With regard to the data set used to create the AI model, the deposition taker will want to explore the following:
What data sets were used for training, validation, and testing of the algorithm?
How was testing and validation conducted, and were alternatives considered?
What sort of exploratory data analysis was performed on the data set (or sets) to assess usability, quality, and implicit bias?
Was the data adequate for the domain that the developer was trying to model, and could other data have been used?
With regard to the final model, the deposition taker may want to explore the following issues:
How old is the model?
If it models a time-series (e.g., a model based on historical data that tends to increase over time), has the underlying distribution shifted enough such that the model is now outdated?
If newer data were not considered, why?
How accurate is the model, and how is accuracy measured?
How did the model make the decision that allegedly caused the complained of harm?
Finally, if written discovery revealed an independent third party reviewed the model before it was deployed, the deposition taker may want to explore the details about the scope of the testing and its results. If sensors are used as the source for new observational data fed to an AI model, the deposition taker may want to learn why those sensors were chosen, how they operate, their limitations, and what alternative sensors could have been used instead.
In an expert deposition, the goal of the deposition shifts to exploring the expert’s assumptions, inputs, applications, outputs, and conclusions for weaknesses. If an expert prepared an adversarial or counterfactual model to dispute the contested AI system or an opposing expert’s model, a litigator should keep in mind the factors in Daubert v. Merrell Dow Pharmaceuticals, Inc., 509 U.S. 579 (1993) and FRE 702, when deposing the expert. For example, the following issues may need to be explored during the deposition:
How was the adversarial or counterfactual modeled developed?
Can the expert’s model itself be challenged objectively for reliability?
Was the model and technique used subject to peer review and/or publication?
What was the model’s known or potential rate of error when applied to facts relevant to the lawsuit?
What technical standards apply to the model?
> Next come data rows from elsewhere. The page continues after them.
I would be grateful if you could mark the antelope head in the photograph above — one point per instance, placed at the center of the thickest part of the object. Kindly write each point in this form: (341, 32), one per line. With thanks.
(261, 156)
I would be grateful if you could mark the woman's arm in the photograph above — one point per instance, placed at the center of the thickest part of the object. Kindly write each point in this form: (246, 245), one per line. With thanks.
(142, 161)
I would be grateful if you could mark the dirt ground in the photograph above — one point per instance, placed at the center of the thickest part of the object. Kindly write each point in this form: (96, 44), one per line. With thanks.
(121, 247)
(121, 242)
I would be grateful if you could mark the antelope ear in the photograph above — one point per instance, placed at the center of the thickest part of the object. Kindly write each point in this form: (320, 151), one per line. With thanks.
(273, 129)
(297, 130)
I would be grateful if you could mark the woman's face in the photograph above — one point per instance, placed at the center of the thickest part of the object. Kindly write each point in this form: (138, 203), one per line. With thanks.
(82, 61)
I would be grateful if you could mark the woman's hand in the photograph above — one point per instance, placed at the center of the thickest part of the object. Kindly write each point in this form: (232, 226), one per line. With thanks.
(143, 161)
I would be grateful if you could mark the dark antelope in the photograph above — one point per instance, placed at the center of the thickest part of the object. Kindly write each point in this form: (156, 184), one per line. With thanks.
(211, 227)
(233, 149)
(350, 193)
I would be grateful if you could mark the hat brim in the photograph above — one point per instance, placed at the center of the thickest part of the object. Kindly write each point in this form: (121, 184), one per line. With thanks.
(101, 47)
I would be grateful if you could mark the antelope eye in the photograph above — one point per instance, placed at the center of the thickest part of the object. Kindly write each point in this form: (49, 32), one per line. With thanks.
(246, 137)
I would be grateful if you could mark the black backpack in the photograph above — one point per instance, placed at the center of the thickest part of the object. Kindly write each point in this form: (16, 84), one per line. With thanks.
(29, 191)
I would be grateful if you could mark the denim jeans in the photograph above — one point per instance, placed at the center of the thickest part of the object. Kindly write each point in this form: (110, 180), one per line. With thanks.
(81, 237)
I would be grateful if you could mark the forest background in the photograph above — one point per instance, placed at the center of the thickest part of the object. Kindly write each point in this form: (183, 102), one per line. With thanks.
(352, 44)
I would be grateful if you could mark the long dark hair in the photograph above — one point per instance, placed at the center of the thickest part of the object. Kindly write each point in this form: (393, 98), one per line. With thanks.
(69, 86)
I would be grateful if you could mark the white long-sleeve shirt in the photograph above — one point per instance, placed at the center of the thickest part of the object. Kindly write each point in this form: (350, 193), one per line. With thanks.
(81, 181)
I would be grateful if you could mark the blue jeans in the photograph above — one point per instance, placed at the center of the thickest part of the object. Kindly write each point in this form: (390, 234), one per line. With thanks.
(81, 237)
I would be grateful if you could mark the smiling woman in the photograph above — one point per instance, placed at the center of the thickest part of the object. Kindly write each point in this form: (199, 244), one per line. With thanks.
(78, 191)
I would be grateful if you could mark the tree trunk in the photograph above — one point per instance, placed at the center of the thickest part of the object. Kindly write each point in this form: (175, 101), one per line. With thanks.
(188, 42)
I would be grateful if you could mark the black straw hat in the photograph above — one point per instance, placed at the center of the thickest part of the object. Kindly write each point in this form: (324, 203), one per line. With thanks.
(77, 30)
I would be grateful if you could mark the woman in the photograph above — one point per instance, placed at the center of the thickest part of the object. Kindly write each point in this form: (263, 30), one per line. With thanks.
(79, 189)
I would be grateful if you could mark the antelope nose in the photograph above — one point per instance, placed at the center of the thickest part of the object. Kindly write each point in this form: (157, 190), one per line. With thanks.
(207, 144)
Is the model based on techniques or theories that have been generally accepted in the scientific community?
E-discovery
The parties’ counsel in many civil lawsuits will typically employ the services of an electronic discovery software platform to manage their clients’ e-discovery obligations (at least in those cases where the degree of liability at issue justifies the expense of using those services, some of which can be pricey). Many of the popular e-discovery platforms have an AI engine that uses natural language processing (NLP) techniques to help search for relevant information in what can sometimes be many thousands of emails and electronic records in a case. Identifying relevant concepts (and keywords) appearing in a company’s digital environment about a disputed AI system, technology, or practice may be challenging for litigators unfamiliar with AI. Thus, they ought to engage data scientists and engineers to help identify a taxonomy of concepts or topics, and their related phrases and keywords, that the search engine should look for in the records, guided by some of the discovery topics discussed above. The result of a search done by an AI technology about another AI technology could be a set of responsive documents that the other party’s counsel would be hard pressed to challenge as inadequate.
Conclusion
This post explores a few approaches and considerations for conducting fact and expert discovery in a lawsuit involving an AI technology, though the approaches here are by no means exhaustive of the techniques one might follow in a particular case.